"Hostages" (1×01): To wszystko już było
Michał Kolanko
26 września 2013, 14:02
"Hostages" zaczyna się jak film Hitchcocka: od trzęsienia ziemi. Niestety, szybko okazuje się, że serial CBS ma do zaoferowania niewiele nowego. Spoilery!
"Hostages" zaczyna się jak film Hitchcocka: od trzęsienia ziemi. Niestety, szybko okazuje się, że serial CBS ma do zaoferowania niewiele nowego. Spoilery!
Pomysł na "Hostages" jest prosty i brzmi niestety bardzo znajomo. Oto rodzina doktor Ellen Sanders (Toni Collette) zostaje porwana, ponieważ Sanders ma operować prezydenta USA. Porywacze każą jej uśmiercić go na stole operacyjnym. W zamian mają oszczędzić życie jej i bliskich. Szefem porywaczy jest Duncan Carlisle (Dylan McDermott), a stoją za nim ludzie, którzy chcą oczywiście przejąć władzę w USA.
To pomysł realizowany w tym czy innym wariancie wielokrotnie, w filmach i serialach. I to jest największy problem "Hostages" – nie ma tu nic nowego, nic świeżego. Owszem, całość zrobiona jest znakomicie, a scena porwania trzyma w napięciu. Ale nawet cała rodzina jest wykreowana w sztampowy sposób. Przykładny ojciec ma kochankę, syn handluje marihuaną, córka zachodzi w ciążę itd. To wszystko już było! W całym odcinku trudno o jeden oryginalny element.
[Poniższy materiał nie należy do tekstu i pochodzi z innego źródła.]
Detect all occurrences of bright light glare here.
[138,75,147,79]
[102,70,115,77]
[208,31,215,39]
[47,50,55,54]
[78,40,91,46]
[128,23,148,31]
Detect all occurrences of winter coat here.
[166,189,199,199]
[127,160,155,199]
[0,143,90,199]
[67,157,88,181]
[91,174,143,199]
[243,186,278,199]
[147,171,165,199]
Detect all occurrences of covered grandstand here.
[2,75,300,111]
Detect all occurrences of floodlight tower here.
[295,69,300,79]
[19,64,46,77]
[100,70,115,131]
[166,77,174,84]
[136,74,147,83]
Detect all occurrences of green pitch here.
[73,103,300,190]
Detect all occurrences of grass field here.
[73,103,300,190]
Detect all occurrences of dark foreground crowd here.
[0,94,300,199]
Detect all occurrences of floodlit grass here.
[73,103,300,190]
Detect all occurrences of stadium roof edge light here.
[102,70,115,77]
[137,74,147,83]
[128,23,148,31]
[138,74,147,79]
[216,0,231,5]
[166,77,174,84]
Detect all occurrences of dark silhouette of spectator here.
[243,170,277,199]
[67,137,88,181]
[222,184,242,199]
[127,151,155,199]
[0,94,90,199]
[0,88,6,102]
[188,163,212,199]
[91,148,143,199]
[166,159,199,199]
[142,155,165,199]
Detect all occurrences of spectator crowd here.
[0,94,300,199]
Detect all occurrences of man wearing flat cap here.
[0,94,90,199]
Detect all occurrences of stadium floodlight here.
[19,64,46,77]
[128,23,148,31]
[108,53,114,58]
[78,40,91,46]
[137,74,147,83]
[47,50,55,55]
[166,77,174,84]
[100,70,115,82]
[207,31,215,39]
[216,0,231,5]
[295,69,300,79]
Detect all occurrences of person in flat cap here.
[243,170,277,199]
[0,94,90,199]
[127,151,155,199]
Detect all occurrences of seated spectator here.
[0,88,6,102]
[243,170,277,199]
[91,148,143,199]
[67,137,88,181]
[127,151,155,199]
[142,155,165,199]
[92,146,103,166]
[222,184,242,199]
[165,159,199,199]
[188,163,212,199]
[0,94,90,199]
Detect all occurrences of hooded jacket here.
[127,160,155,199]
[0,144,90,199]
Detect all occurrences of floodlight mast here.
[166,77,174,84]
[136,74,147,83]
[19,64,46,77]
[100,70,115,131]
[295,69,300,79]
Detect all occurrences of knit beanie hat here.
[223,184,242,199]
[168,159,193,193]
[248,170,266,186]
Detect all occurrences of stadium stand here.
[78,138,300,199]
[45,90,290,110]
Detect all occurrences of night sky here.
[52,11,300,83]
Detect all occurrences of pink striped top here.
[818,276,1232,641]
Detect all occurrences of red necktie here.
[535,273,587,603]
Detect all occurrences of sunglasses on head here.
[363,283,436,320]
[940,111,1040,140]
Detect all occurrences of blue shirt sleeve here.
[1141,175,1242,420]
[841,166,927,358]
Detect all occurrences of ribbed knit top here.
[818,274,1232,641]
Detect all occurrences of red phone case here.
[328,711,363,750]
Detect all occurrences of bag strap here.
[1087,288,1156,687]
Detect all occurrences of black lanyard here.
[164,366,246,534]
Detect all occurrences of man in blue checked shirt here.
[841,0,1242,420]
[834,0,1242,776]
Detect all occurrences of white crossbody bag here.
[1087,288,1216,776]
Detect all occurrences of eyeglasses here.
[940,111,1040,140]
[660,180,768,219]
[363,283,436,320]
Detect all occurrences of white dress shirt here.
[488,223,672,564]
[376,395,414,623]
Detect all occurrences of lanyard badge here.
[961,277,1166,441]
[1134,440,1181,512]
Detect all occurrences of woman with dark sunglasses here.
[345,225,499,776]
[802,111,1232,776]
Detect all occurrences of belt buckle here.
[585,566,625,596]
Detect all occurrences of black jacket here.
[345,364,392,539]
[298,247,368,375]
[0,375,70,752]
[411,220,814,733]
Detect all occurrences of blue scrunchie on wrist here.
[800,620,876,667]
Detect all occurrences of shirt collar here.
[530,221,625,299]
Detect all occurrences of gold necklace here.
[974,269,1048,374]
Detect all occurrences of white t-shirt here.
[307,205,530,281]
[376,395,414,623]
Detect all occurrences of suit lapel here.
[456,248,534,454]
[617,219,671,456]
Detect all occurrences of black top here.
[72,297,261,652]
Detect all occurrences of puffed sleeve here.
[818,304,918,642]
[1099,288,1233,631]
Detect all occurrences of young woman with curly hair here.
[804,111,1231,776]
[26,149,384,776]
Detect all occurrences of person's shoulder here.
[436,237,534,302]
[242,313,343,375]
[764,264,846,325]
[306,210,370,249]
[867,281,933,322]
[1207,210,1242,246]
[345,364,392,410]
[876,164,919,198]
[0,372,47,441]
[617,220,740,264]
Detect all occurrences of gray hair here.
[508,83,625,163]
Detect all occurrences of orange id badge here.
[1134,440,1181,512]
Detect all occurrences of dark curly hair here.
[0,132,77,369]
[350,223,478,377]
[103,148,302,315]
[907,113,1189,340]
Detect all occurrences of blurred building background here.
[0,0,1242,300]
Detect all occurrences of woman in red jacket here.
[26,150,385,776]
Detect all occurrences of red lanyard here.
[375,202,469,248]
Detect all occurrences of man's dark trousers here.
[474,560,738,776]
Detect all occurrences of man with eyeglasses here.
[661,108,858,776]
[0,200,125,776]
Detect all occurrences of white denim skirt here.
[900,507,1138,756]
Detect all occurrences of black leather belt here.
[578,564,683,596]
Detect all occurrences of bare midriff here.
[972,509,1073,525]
Wtórne (podobnie jak cały serial) jest też pytanie, czy jego twórcy zaplanowali wystarczająco dobrą historię, by opowiedzieć ją przez 15 odcinków (tyle ma liczyć pierwszy sezon). Co ważniejsze, w jaki sposób chcą to zrobić w ramach, które sobie narzucili, to jest samego porwania. Szybko może się okazać, że nie możliwości, by w tych warunkach opowiedzieć coś, co jest spójne i przynajmniej nawiązujące w jakiś sposób do rzeczywistości. Ten problem pojawił się szybko np. w "Last Resort". Pierwotny pomysł był może i dobry, ale na kilka godzin, nie kilkanaście. Konstrukcja serialu bardzo szybko zawaliła się jak domek z kart.
Już teraz "realizm" w serialu to rzecz bardzo umowna. Mamy wziąć za dobrą monetę to, że chirurg mająca operować prezydenta USA nie jest pod opieką (nawet bardzo dyskretną) odpowiednich służb. Ale że wszystkie te służby są skorumpowane i działają na rzecz spiskowców? To nie jest już nawet poziom "Last Resort", a bardziej "Under The Dome" – kolejnego serialu opartego na jednym pomyśle, który zapowiadał się dobrze, ale szybko okazało się, że jego twórcy nie mieli dobrej odpowiedzi na pytanie: co dalej.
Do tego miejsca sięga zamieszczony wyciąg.